On to Porto Ercole [9-26-09]



The next morning, I had a quick breakfast at my hotel and caught the shuttle back to the airport to rent a car. Upgraded to a nice new Alfa Romeo, I tossed in my luggage, made sure I remembered how to put a manual transmission into reverse, snapped my GPS into position on the windshield, and headed north, away from Rome. This, itself, was an achievement. Rome is my favorite city in the world, and to be so close and not to drop in was killing me, but I had promises to keep.

In a little more than an hour, I was turning off the highway to head west to the shore, where I crossed a causeway onto the island of Monte Argentario. My GPS took me straight to my hotel, the “Filippo II” on the north side of the island.

The Filippo II sits alone on a beautiful promontory looking out over the bay of Porto Santo Stefano. It is an impressive hotel in every way, and not terribly expensive. My room was a living room, kitchenette, and bedroom, all having floor to ceiling sliding glass windows that opened onto a large private balcony that looks out over the gulf.

But hotel resorting was not my objective for stopping over on this island for my first “true” day in Italy. When I was settled into my room, and after a quick shower and change of clothes, I jumped into my car and began driving clockwise around the island to the south side and Porto Ercole.

The “port of Hercules” is definitely a magnet for yachters, with clear blue water, hundreds of boats moored or anchored in the bay, protective castles from past ages guarding the port from high positions above the bay. I was here, however, because of something that happened here 400 years earlier.

Michelangelo Merisi (known now as “Caravaggio”) was a scoundrel, a drinker, and a reckless brawler who had killed a man in Rome in the late 1500s. He was also one of the greatest artistic geniuses of all time. He had painted great masterworks for the Church in Rome, and for rich patrons like Ciriaco Mattei, but after a drunken duel and charges of manslaughter, he had to flee Rome and find refuge in other countries across the Mediterranean which were not directly controlled by the angry Pope.

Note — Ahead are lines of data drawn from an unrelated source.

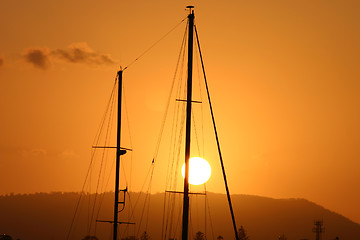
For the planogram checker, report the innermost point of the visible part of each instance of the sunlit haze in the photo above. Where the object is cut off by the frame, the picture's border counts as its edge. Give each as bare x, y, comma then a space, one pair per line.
283, 76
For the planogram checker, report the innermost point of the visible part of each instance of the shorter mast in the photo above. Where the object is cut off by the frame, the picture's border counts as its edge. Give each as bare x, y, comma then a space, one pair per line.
118, 153
185, 222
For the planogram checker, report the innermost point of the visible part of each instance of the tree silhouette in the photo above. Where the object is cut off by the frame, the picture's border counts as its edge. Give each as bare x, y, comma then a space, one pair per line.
242, 234
88, 237
145, 236
5, 237
130, 238
199, 236
282, 237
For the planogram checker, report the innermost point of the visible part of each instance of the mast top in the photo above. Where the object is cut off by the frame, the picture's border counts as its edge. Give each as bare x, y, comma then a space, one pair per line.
190, 8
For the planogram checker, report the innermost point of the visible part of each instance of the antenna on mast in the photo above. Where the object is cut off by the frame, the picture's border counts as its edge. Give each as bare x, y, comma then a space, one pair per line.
190, 8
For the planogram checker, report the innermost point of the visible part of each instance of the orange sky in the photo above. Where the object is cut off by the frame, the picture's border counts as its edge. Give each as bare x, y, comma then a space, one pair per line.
284, 76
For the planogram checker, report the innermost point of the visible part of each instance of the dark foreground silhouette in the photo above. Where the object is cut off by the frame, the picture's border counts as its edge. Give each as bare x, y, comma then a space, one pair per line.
44, 216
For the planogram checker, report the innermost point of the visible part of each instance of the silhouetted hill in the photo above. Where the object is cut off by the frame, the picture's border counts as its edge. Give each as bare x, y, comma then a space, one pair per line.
45, 216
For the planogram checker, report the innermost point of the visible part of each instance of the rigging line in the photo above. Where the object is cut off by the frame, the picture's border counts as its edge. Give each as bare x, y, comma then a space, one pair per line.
208, 207
151, 169
147, 50
217, 141
89, 169
169, 97
102, 162
105, 154
201, 105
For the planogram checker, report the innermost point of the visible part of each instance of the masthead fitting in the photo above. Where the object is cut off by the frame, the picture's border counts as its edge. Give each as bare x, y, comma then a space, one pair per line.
190, 8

As his fame grew in exile, the Pope in 1610 finally forgave all and asked Caravaggio to return to Rome and produce even greater masterpieces than before. He was only too happy to accept the church’s invitation. He packed his bags and recent artworks, and headed from Sicily back to his beloved Rome.

All we know from history is that his ship, for reasons that are not clear, steered off course and landed north of the mouth of the Tiber, in a small port called Porto Ercole. There, the great artist, with the next phase of his life lying gloriously ahead of him, died of what was described as a fever.

In October 2005, I was visiting Rome with Lou and Kay Strubeck. They wanted to see the Sistine Chapel in the Vatican. I decided to spend that time seeing some of the Caravaggio paintings located in Rome – a kind of Easter egg hunt. My first stop was the great cathedral of Santa Maria Del Popolo in upper Rome. As I climbed the steps to this great church, a priest was welcoming visitors at the door. I greeted him saying, “Excuse me, but does this church have works of Caravaggio inside?”

“Yes, signore, it does,” seeming almost to roll his eyes to the sky as if having to indulge a child.

“Where can I find them,” I asked.

“Signore,” he replied, “Whenever you want to see a Caravaggio, just go into the church and go to wherever all the people are.” The clear indication was that this great church, with hundreds of masterpieces – any one of which would be a major tourist attraction in a “regular city” like Dallas, Texas, was constantly being flooded by throngs who only wanted to see the works of one artist.

Sure enough, I walked into this grand cathedral. Two people stood over on the left side of the sanctuary, one person on the right, and about forty people were down at the far end of the church, in the left corner. I walked to where “all the people” were and saw the magnificent Crucifixion of Peter, and the Conversion of Saul. After that, Caravaggio would always be my favorite Italian painter.

Now, in the place of his untimely death, I stood before a sculpture in the center of the port town showing, in bronze, several elements found in Caravaggio’s paintings. His body was never recovered, since the Pope did not learn of Caravaggio’s death for a number of months. This sculpture, then, serves as his monument … for the one who, in time, might have even eclipsed his great predecessor Michelangelo Bonarotti. Instead, his works served as instruction to great painters who followed, like Rembrandt.